The Nazis also implemented another type of camps, a bit different from the concentration camps, these were the death camps (that I mentioned previously, when talking about the ghettos). These camps were created in 1941, and even though the Final Solution took place one year later, the camps had been designed with the same purpose, which was, among other points:
  • Immediate death for those who were unable to work or the very young, the old, and the weak.

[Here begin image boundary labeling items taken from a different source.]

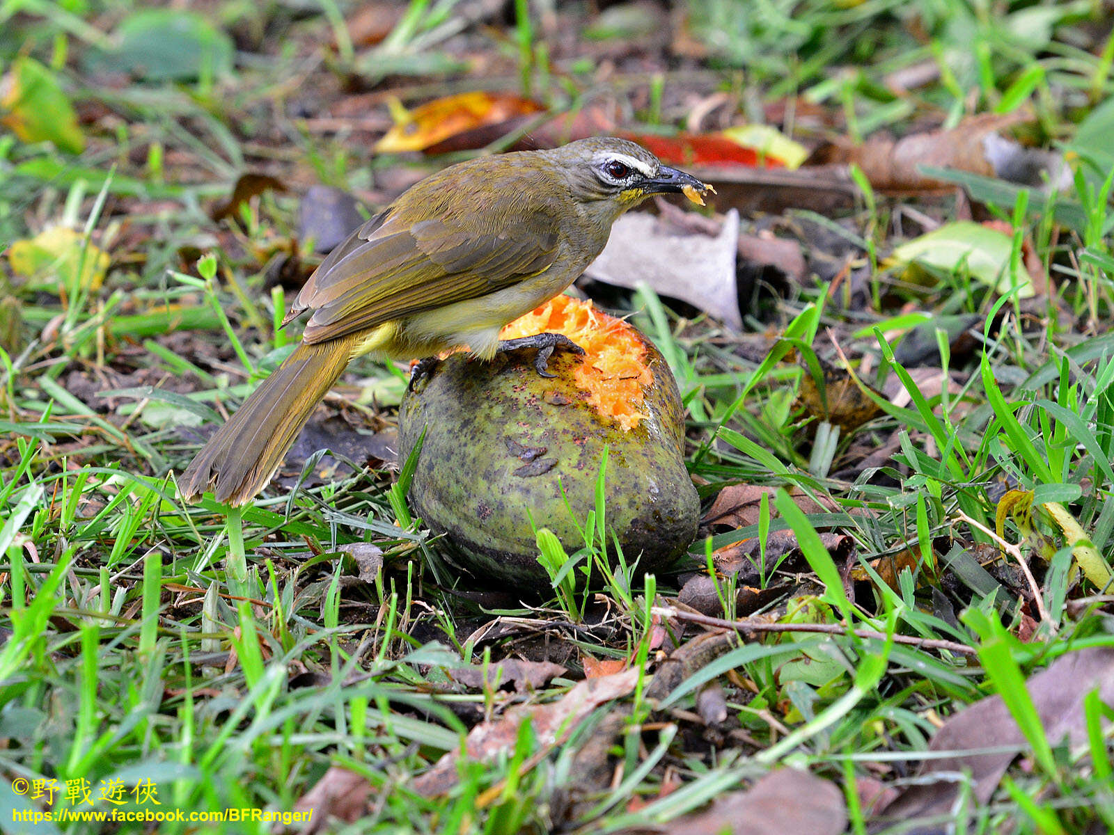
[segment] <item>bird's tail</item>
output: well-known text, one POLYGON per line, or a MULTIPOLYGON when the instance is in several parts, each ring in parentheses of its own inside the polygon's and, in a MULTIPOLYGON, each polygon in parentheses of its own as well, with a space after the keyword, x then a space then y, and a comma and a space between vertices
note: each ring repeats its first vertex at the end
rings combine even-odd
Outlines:
POLYGON ((313 407, 344 371, 355 336, 300 344, 182 473, 178 490, 196 501, 213 490, 219 502, 246 504, 271 480, 313 407))

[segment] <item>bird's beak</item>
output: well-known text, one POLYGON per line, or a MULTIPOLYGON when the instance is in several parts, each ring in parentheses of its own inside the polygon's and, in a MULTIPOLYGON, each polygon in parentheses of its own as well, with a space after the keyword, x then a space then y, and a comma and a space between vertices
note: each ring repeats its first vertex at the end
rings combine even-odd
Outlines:
POLYGON ((638 184, 646 194, 680 194, 685 187, 695 189, 700 194, 707 191, 707 186, 701 183, 691 174, 670 168, 667 165, 659 166, 657 176, 643 180, 638 184))

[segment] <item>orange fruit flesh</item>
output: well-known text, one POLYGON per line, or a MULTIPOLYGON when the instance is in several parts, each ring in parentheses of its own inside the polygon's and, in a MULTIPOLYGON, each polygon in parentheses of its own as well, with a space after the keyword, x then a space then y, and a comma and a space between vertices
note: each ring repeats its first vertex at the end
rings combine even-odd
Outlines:
POLYGON ((646 365, 646 346, 624 320, 593 308, 592 302, 561 295, 506 325, 499 338, 545 332, 565 334, 584 348, 573 382, 597 413, 626 431, 648 416, 643 411, 643 389, 654 379, 646 365))

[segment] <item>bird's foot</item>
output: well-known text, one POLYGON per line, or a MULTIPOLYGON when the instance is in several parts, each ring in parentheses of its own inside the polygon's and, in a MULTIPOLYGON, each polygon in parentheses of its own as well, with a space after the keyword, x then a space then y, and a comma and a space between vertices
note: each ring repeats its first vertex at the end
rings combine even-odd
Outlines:
POLYGON ((519 351, 521 348, 538 350, 538 355, 534 358, 534 367, 544 377, 557 376, 556 374, 550 374, 548 371, 549 357, 553 356, 554 351, 557 348, 584 355, 584 348, 563 333, 539 333, 534 336, 519 336, 517 340, 500 340, 496 346, 496 353, 519 351))
POLYGON ((410 382, 407 383, 407 391, 412 392, 418 383, 433 373, 433 369, 436 369, 440 362, 441 360, 437 356, 426 356, 416 362, 413 367, 410 370, 410 382))

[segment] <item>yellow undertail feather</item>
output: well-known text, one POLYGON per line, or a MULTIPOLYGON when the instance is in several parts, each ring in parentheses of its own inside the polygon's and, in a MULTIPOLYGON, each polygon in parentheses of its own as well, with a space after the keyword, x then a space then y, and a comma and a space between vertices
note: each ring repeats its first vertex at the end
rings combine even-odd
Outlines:
POLYGON ((219 502, 238 505, 251 501, 278 469, 314 406, 364 337, 358 333, 317 345, 299 345, 182 473, 182 498, 195 501, 212 489, 219 502))

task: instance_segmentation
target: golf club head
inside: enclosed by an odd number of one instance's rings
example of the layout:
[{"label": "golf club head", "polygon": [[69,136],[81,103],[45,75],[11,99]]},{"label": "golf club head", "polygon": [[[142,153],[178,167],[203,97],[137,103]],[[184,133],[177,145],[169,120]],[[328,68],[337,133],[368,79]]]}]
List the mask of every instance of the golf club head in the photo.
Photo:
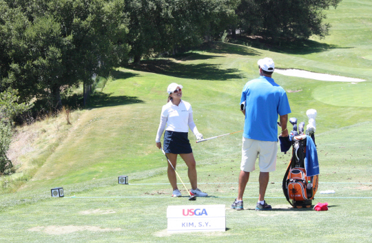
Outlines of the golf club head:
[{"label": "golf club head", "polygon": [[297,124],[297,118],[296,117],[291,117],[289,118],[289,123],[291,123],[291,125]]},{"label": "golf club head", "polygon": [[[289,118],[289,123],[293,125],[293,129],[292,131],[296,131],[297,134],[297,118],[296,117],[292,117]],[[293,134],[294,135],[294,134]]]},{"label": "golf club head", "polygon": [[298,125],[298,132],[300,132],[300,134],[304,134],[304,122],[301,122],[300,125]]},{"label": "golf club head", "polygon": [[196,200],[196,196],[194,195],[189,198],[189,201],[195,201]]}]

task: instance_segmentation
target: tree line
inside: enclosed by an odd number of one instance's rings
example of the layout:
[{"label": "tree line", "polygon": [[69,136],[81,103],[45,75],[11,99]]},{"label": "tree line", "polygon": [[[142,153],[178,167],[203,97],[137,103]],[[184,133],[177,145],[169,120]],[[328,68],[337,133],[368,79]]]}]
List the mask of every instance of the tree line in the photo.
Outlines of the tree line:
[{"label": "tree line", "polygon": [[71,88],[129,62],[236,30],[272,41],[324,37],[322,10],[340,1],[0,0],[0,137],[30,104],[58,110]]}]

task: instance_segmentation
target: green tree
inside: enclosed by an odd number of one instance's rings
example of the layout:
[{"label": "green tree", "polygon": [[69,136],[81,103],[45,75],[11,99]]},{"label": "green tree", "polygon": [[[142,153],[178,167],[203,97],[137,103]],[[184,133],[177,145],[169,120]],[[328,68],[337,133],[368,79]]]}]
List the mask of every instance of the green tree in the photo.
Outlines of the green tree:
[{"label": "green tree", "polygon": [[0,87],[19,89],[22,101],[44,99],[60,109],[61,91],[127,60],[123,0],[0,1],[5,16],[21,17],[0,21],[9,37],[1,43],[8,51],[0,59]]}]

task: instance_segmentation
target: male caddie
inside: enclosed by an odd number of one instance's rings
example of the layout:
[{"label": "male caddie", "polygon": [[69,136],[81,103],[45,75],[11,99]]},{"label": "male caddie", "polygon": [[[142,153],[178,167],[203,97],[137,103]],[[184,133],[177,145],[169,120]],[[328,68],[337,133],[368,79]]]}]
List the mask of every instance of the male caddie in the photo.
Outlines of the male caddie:
[{"label": "male caddie", "polygon": [[275,171],[278,151],[278,115],[282,126],[282,136],[288,136],[287,123],[291,108],[285,91],[271,78],[274,63],[265,58],[257,63],[260,77],[244,86],[240,110],[245,116],[242,147],[242,162],[239,175],[238,198],[232,209],[243,209],[242,197],[249,173],[254,171],[258,157],[260,193],[256,210],[269,210],[264,200],[269,182],[269,173]]}]

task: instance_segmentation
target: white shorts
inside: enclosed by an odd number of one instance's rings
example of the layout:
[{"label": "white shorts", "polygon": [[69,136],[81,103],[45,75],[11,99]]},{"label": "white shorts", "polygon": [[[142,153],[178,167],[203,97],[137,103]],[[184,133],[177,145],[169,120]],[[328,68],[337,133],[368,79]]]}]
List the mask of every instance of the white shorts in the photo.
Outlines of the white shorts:
[{"label": "white shorts", "polygon": [[274,171],[277,152],[278,142],[260,141],[243,137],[240,169],[245,172],[254,171],[254,164],[258,157],[260,171]]}]

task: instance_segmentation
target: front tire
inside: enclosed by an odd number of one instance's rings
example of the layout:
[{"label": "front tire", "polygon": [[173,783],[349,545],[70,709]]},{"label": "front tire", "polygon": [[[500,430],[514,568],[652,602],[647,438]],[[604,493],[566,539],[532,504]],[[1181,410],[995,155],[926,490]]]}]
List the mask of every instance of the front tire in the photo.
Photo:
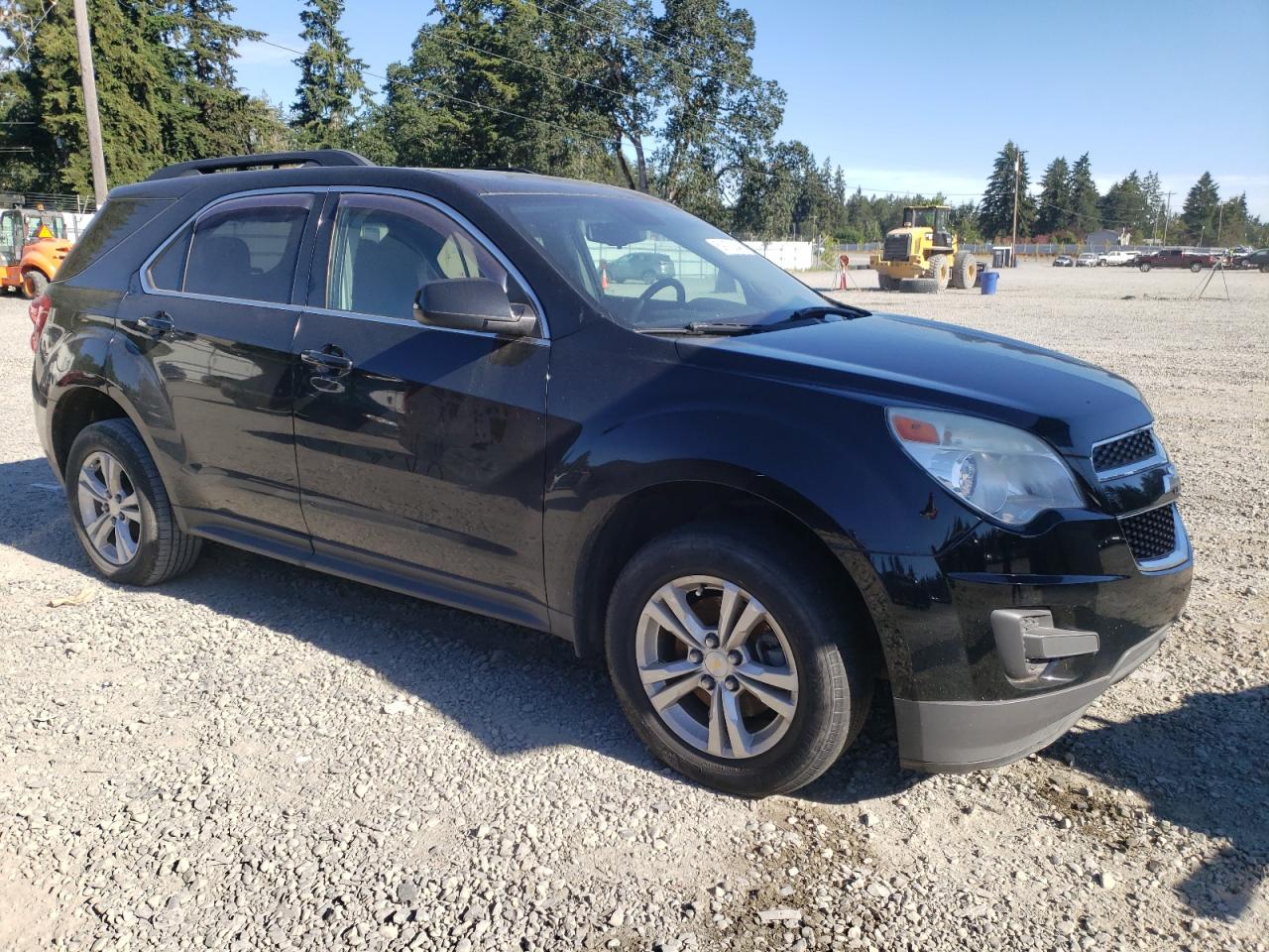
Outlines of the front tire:
[{"label": "front tire", "polygon": [[947,255],[931,255],[926,268],[928,278],[934,278],[939,283],[939,291],[945,291],[952,281],[952,264]]},{"label": "front tire", "polygon": [[607,619],[622,710],[664,763],[746,797],[820,777],[872,701],[840,580],[778,536],[687,526],[640,550]]},{"label": "front tire", "polygon": [[968,289],[978,277],[978,261],[970,251],[957,251],[952,259],[952,287]]},{"label": "front tire", "polygon": [[198,559],[181,532],[141,434],[127,420],[85,426],[66,461],[71,523],[93,567],[110,581],[157,585]]}]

  • Eventual death for the remnant.
This way, the death camps were the easy way to exterminate [mostly] Jews in massive quantities. One of the most famous ways to perform this plan is the gas chamber. Gas chambers functioned by introducing a deadly poisonous gas into a hermetically sealed room, and used (regularly) either carbon monoxide (CO) or Hydrogen Cyanide (HCN); this last one was delivered to the chambers under the number of Zyklon-B, and its deathly power is such that one milligram per body weight is enough to kill a human being (so if a person weighted 100 Kg, it would only need 100 mg of HCN to die, and that is less than a gram, which is quite scary and horrible in my opinion).
The death camps were: Belzec (Poland), Chelmno (Poland), Sobibor (Poland), and Treblinka (Poland).



Some other camps worked as both, a concentration and a death camp, just like the probably most famous camp of all: Auschwitz-Birkenau (Poland as well). It was established under the direction of Heinrich Himmler (chief of Schutzstaffel (SS), the Nazi guards), 1940. This place is synonym of one of the greatest crimes against any human, it not only killed people, it not only made them work under terrible conditions, but they also used a determined sector of the population (mostly twins and dwarfs) to produce a series of medical experiments, carried out my a man called Josef Mengele (from whom I will write about in another post). It is estimated that between 1.5 and 4 million people died in Auschwitz, until the Allies liberated the camp in 1945. A year later, in the remaining zone of the camp, a museum was funded.


In my opinion, the Nazis had a very brilliant system to control the population they despised the most; nevertheless, this is not a justification for any of their acts and their ease to attempt against mankind. What the did inside those places must be the nearest a live human being has ever been from hell, and their survivors are the greatest representation of strength and courage. I truly hope this doesn't occur ever again, no person deserves to be treated this way.